BNP Paribas, one of France’s largest banks, faced an even steeper punishment in 2014. The bank was fined $8.9 billion for violating US sanctions against Iran, Cuba, and Sudan. According to InfoMoney, BNP Paribas intermediated more than $8.8 billion in transactions from these countries, including $4.3 billion from entities that were explicitly prohibited. The fallout was swift and severe: the bank was accused of falsifying arguments and hiding information from US authorities, and ultimately fired 13 employees, including its head of financial operations.
Now, with Minister Alexandre de Moraes added to the US sanctions list under the Magnitsky Act, Brazilian financial institutions are bracing for the possibility that they could be the next targets. The anxiety is palpable among banking executives. As reported by InfoMoney, one executive, speaking anonymously, summed up the dilemma: “Let’s suppose new sanctions come. If the Supreme Court authorizes, ok, we are even with Brazil and abroad. But if the Supreme Court says, don’t do, what will happen?” The executive added, “A bank that breaks up the OFAC sanctions can’t survive.”

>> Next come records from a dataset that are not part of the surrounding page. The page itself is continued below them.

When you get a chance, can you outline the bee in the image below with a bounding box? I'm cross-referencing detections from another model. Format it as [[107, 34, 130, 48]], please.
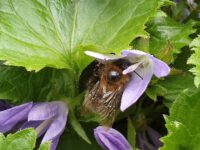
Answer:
[[82, 59, 131, 126]]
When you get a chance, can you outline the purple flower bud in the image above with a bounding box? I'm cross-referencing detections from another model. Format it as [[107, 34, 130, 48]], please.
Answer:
[[0, 101, 68, 150], [22, 101, 68, 150], [0, 100, 12, 111], [0, 103, 32, 133], [85, 50, 170, 111], [94, 126, 132, 150]]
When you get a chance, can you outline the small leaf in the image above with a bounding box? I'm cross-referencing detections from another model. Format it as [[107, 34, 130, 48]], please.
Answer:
[[187, 35, 200, 87], [147, 17, 196, 57], [69, 106, 91, 144], [145, 84, 167, 101], [1, 128, 36, 150], [163, 91, 200, 150], [154, 73, 198, 107]]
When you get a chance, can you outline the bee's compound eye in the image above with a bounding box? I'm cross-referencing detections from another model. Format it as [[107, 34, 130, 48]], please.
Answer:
[[108, 70, 120, 82]]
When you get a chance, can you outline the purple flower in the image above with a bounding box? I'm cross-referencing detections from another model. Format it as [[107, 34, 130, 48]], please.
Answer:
[[22, 101, 68, 150], [0, 101, 68, 150], [85, 50, 170, 111], [94, 126, 132, 150]]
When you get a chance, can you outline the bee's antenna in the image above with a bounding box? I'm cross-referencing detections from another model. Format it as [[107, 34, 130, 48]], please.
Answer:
[[134, 71, 143, 80]]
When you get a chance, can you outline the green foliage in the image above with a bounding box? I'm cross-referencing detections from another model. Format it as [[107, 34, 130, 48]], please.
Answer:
[[188, 36, 200, 87], [162, 92, 200, 150], [147, 17, 195, 58], [0, 129, 36, 150], [0, 0, 161, 71], [0, 66, 77, 103]]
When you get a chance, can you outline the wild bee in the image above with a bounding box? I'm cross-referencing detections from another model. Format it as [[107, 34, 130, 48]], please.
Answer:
[[82, 59, 131, 126]]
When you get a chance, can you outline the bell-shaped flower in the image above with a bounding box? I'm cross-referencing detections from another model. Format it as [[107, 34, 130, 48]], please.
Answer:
[[94, 126, 132, 150], [0, 102, 32, 133], [22, 101, 68, 150], [85, 50, 170, 111]]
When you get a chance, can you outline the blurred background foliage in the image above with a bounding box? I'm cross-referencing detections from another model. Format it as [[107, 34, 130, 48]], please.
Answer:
[[0, 0, 200, 150]]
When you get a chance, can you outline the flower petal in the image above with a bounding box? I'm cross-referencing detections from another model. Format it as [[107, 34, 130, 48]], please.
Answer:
[[152, 57, 170, 78], [51, 135, 60, 150], [121, 49, 150, 56], [85, 51, 125, 63], [42, 102, 68, 143], [0, 103, 32, 133], [120, 62, 153, 111], [122, 62, 141, 74], [28, 102, 59, 121], [0, 100, 12, 111], [94, 126, 132, 150]]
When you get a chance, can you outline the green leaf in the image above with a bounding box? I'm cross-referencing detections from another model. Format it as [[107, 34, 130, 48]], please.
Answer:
[[0, 66, 77, 103], [187, 35, 200, 87], [162, 91, 200, 150], [127, 118, 136, 150], [0, 128, 36, 150], [160, 121, 192, 150], [147, 17, 195, 56], [156, 73, 198, 106], [0, 0, 162, 71], [38, 142, 51, 150], [145, 84, 167, 101], [69, 105, 91, 144]]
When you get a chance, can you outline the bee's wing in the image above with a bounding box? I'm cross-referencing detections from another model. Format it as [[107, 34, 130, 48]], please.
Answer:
[[85, 51, 126, 63]]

The uncertainty was compounded by Minister Flávio Dino’s ruling that foreign executive and judicial orders will not have automatic effect in Brazil. While this move was intended to assert Brazilian sovereignty and protect local institutions from foreign legal overreach, it’s left many financial leaders wondering how to navigate the conflicting demands of Brazilian and US law. If Brazil’s Supreme Court forbids compliance with a US order, but the US insists on enforcement, banks could find themselves caught between a rock and a hard place—risking either massive fines abroad or legal trouble at home.
According to InfoMoney, Brazilian companies have already begun discussing strategies to address this new reality. Some are considering requesting further clarification from the Supreme Court on how these cases will be handled, especially when it comes to clear-cut issues like sanctions against drug traffickers and terrorists. Others are exploring contingency plans to shield themselves from potential US retaliation. The stakes are high: as history has shown, the penalties for non-compliance can be devastating, not just in terms of fines but also reputational damage and loss of access to the global financial system.
For now, the Brazilian financial sector is in a holding pattern, anxiously awaiting further guidance from both Brasília and Washington. The recent stock market rout is a stark reminder of how interconnected—and fragile—the global financial system has become. A single sanctions designation in Washington can send shockwaves across continents, wiping billions off market capitalizations and throwing business plans into disarray.
Yet, as one executive’s rhetorical question suggests, the real test may come if and when US and Brazilian authorities issue directly contradictory orders. Will Brazilian banks risk US wrath by refusing to comply with OFAC? Or will they defy their own courts and government, potentially inviting domestic legal action? It’s a scenario that no one in the financial sector relishes, but one that seems increasingly plausible given the current trajectory.
The coming weeks and months will likely see intense lobbying, legal wrangling, and perhaps even diplomatic negotiations as Brazil’s financial sector seeks a way through the thicket of international sanctions law. For now, all eyes are on the STF and the US Treasury, as bankers, investors, and regulators alike try to chart a course through these uncertain waters.
No one knows exactly how this standoff will play out, but one thing is certain: the era when Brazilian banks could ignore US sanctions as a distant problem is over. The world is watching, and the stakes—for Brazil’s economy and its place in the global financial system—could hardly be higher.